3. 120 seconds of estimated usage remaining, the async flushing threshold.

The reason we need to try to come up with better thresholds compared to space is the log file sizing issues and how they interact with other things:

A. adaptive flushing adjusts work rate based on usable space remaining, so setting a threshold too low causes extra writes. That hurts foreground performance (less write combining) and SSD drive life.
B. the log files end up cached by the OS, so there's an incentive to try to make them smaller. Having over-large margins for safety shifts the risk to swapping and out of memory failures instead.

So the safety margin isn't free, in some ways it shifts the problem to a different place. We do have to have a safety margin, just not the ones we get now when we're recommending good sizes for current systems. The old limits have just become out of date as the hardware and server have got better.

Mark, do you have any thoughts on how we might do this, ideally so it just works without much chance of end users having to tune, part of why I like time remaining - it's potentially nicely adaptive to workload? Outside opinions are always interesting...

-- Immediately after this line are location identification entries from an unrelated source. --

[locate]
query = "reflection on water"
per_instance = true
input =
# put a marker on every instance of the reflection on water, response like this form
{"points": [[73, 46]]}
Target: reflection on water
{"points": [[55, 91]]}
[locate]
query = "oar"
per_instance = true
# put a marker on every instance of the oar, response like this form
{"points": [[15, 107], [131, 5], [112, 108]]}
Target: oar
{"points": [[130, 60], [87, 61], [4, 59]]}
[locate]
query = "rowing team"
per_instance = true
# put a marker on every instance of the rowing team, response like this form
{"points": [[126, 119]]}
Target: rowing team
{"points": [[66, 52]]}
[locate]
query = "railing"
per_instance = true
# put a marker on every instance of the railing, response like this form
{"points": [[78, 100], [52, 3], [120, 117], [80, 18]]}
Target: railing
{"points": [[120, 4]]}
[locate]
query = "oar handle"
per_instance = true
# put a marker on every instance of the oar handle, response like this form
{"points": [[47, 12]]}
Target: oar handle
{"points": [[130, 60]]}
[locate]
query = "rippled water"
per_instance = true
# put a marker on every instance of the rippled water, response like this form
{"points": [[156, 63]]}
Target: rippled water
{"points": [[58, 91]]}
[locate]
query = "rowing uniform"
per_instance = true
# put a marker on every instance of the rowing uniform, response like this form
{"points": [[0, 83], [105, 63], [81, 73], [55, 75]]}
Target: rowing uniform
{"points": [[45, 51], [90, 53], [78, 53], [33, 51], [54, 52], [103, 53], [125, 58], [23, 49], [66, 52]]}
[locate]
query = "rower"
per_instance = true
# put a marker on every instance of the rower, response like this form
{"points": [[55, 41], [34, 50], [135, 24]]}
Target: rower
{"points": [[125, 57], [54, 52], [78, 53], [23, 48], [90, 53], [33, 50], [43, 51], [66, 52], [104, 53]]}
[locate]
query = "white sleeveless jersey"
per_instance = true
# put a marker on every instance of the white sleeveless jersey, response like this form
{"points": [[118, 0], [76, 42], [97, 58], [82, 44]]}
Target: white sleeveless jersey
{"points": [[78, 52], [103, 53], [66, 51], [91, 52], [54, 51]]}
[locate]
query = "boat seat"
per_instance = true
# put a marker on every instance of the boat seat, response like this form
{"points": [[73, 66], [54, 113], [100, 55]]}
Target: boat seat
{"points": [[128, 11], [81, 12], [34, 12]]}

James Day, MySQL Senior Principal Support Engineer, Oracle
[6 Mar 2013 15:06] Mark Callaghan 
My objection is that when T2 is in log_checkpoint_margin() and its call to log_preflush_pool_modified_pages() returns FALSE, then it sets check_flush_or_checkpoint to TRUE. Setting it there forces other threads to call log_checkpoint_margin when they don't need to call it and then they stall.

check_flush_or_checkpoint is set elsewhere. I am not asking for those sets to be changed.
[6 Mar 2013 22:00] Mark Callaghan 
Just got off the phone with Inaam and now I understand why my patch doesn't do what I think it does. I will repeat the tests. However, one root cause is the sleep in fil_flush. Just looked at the thread stacks again and all threads were stuck on a 20 millisecond sleep. We need something better in that case as my hosts fsync in less than 1 millisecond.

Filed http://bugs.mysql.com/bug.php?id=68588 for the sleep. Will keep this open until I get results with that sleep removed.

---

retry:
                        if (node->n_pending_flushes > 0) {
                                /* We want to avoid calling os_file_flush() on
                                the file twice at the same time, because we do
                                not know what bugs OS's may contain in file
                                i/o; sleep for a while */

                                mutex_exit(&fil_system->mutex);

                                os_thread_sleep(20000);
[11 Nov 2013 13:39] James Day 
Mark,

How did testing go with 5.6.12 that has the fix for Bug #68588, removing most of the OS_THREAD_SLEEP calls from InnoDB? Did that resolve the issue so we can close this as a duplicate of that fixed bug?

James Day, MySQL Senior Principal Support Engineer, Oracle
[11 Nov 2013 15:53] Mark Callaghan 
I think it was better but I am taking a break from MySQL perf testing.